Grant Christensen has posted “Getting Cooley Right: The Inherent Criminal Powers of Tribal Law Enforcement,” forthcoming in the UC Davis Law Review, on SSRN.

Abstract:

While the Supreme Court regularly decides cases defining the limits of the criminal jurisdiction of tribal courts, when it heard United States v. Cooley in 2021 it had not decided a case about the procedural powers of tribal law enforcement in more than a century. Across more than five decades lower courts at all levels struggled to decide whether the inherent criminal powers of tribal law enforcement are coterminous with the jurisdiction of tribal courts or whether tribal officers may have their own set of inherent powers distinct from the power to prosecute. This Article examines the inconsistent split in authority that existed before Cooley and anticipates the future misreading of inherent criminal power by lower courts.

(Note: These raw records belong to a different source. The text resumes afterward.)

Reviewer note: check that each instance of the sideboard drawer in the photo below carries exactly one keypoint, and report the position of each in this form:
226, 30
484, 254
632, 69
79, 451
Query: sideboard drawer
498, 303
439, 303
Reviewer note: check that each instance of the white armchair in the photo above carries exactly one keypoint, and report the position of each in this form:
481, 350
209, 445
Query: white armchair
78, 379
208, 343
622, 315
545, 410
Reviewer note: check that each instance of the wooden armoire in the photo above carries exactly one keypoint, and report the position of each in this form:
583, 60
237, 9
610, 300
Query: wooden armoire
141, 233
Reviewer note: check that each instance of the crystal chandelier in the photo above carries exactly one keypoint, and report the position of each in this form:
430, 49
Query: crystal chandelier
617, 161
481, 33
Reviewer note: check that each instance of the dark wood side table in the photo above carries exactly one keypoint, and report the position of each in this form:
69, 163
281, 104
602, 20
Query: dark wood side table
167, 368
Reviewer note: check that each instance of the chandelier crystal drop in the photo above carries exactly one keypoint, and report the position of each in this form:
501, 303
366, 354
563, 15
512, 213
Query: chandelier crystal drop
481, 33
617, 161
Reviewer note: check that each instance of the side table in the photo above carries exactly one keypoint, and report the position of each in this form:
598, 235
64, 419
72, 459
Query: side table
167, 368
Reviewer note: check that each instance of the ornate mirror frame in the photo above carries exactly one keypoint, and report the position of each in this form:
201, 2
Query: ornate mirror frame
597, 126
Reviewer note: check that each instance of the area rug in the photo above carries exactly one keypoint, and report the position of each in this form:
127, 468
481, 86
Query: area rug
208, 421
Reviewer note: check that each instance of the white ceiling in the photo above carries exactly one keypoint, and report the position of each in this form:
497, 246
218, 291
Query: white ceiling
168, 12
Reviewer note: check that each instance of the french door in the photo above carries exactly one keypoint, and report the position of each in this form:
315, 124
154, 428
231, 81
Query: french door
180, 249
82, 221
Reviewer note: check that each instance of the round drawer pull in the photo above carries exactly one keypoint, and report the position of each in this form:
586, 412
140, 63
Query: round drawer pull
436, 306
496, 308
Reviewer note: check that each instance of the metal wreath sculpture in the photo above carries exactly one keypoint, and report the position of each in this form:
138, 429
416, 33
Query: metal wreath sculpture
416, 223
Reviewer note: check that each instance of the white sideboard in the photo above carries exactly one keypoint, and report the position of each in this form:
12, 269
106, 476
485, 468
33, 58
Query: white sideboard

It argues that now that the Court has divorced the inherent criminal power of tribal law enforcement from the criminal jurisdictional power of tribal courts, tribal officers may stop, detain, search, and investigate anyone whose criminal conduct poses a danger to the health and welfare of the tribal community. The Article bolsters its application by using the first cases decided by lower courts in the post-Cooley era as artifacts to examine the full implications of the recognition of inherent criminal power exercised by tribal law enforcement.